Luft- und Raumfahrt: Aus Neustadt in die Welt. Neustädter Experten sind international gefragt. 200 neue Arbeitsplätze entstehen.

Von Kristina Veraszto. Erstellt am 21. April 2019 (04:04)
Kristina Veraszto
Managing Director von Diamond Aircraft Jürgen Heinrich, Marketing und PR-Leiter von Schiebel Elektronik Martin Komarek, ÖVP-Wirtschafts- und Technologielandesrätin Petra Bohuslav und ecoplus-Geschäftsführer Helmut Miernicki (v.l.) eröffneten das Innovationsforum „Luft- und Raumfahrt“ im Technologie- und Forschungszentrum.

Smarte Flugzeuge, autonom fliegende Hubschrauber und Antriebe für Mini-Satelliten: Unternehmen wie Diamond Aircraft, Schiebel Elektronik und Enpulsion sowie die Ausbildung und Forschung der Fachhochschule verwandelten in den letzten Jahren Wiener Neustadt zu einem erfolgreichen Zentrum für Luft- und Raumfahrt. Und um genau diese Innovationstreiber vor den Vorhang zu holen, veranstaltete ecoplus, die Wirtschaftsagentur des Landes NÖ, am Dienstag ein Innovationsforum im Technologie- und Forschungszentrum (TFZ).

„Im Bereich der Luft- und Raumfahrt sind Wirtschaft, Forschung und Ausbildung in Wiener Neustadt eng vernetzt.
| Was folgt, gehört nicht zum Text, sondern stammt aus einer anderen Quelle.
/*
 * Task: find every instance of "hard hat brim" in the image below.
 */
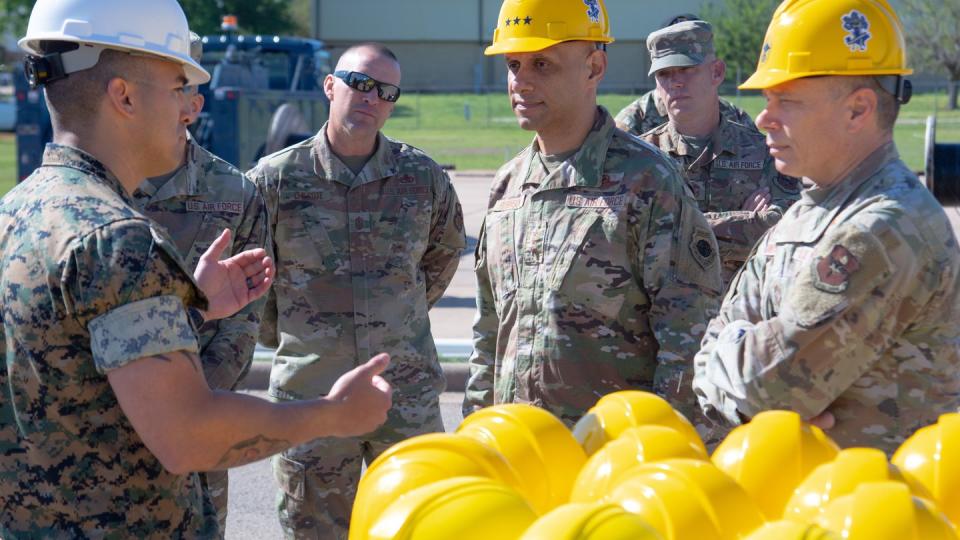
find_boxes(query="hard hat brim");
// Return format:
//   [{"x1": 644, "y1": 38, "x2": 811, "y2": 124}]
[
  {"x1": 737, "y1": 69, "x2": 913, "y2": 90},
  {"x1": 483, "y1": 37, "x2": 613, "y2": 56},
  {"x1": 17, "y1": 34, "x2": 210, "y2": 86}
]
Der Standort hat sich zu einem international vielbeachteten Zentrum mit großem Wachstumspotenzial entwickelt“, erklärte ÖVP-Wirtschafts- und Technologielandesrätin Petra Bohuslav im Zuge der Eröffnung. In welchem Höhenflug sich Schiebel Elektronik mit seinem Camcopter S-100 befindet, erläuterte Marketing und PR-Leiter Martin Komarek: Der rund 3,11 Meter lange und 1,12 Meter hohe selbstfliegende Hubschrauber kann bei jedem Wind und Wetter alles im Radius von 200 Kilometern filmen und messen.

APA/Jaeger
Der Camcopter S-100 von Schiebel im Einsatz.

Derzeit findet er beispielsweise für die Suche nach vermissten Personen oder bei der Überwachung von Versorgungsleitungen Verwendung. Zukünftig soll der Camcopter aber auch zum Beispiel für die Verkehrsüberwachung oder für das Vermessen von Landschaften mittels Laserstrahl benützbar sein, so Komarek.
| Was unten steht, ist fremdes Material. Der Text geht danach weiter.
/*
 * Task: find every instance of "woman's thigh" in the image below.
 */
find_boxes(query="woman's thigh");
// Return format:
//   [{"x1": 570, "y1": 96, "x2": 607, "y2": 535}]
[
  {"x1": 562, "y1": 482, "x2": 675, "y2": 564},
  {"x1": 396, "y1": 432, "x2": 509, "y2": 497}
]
Der Managing Director von Diamond Aircraft, Jürgen Heinrich, gab Einblicke in aktuelle Pläne und erklärte, mit welchen Ansätzen der Flugzeughersteller seinen Namen etablieren konnte. Um an die derzeitigen Erfolge anzuknüpfen, werden beide Unternehmen in Zukunft insgesamt 200 neue Mitarbeiter aufnehmen.

Über ein neues Projekt berichtete die wissenschaftliche Leiterin des Kompetenzzentrums für Tribologie Nicole Dörr, denn in den kommenden drei Jahren werden zwei Metall-3D Druck-Verfahren kombiniert, Oberflächen funktionalisiert und Sensorik integriert. Dadurch sollen neue Bauteile, auch für die Luft- und Raumfahrt, möglich werden. Carsten Scharlemann, Leiter des Studienganges Aerospace Engineering an der FH, entführte das Publikum direkt in den Orbit und stellte den Satellit Pegasus vor, der seit 2017 erfolgreich die Erde umkreist.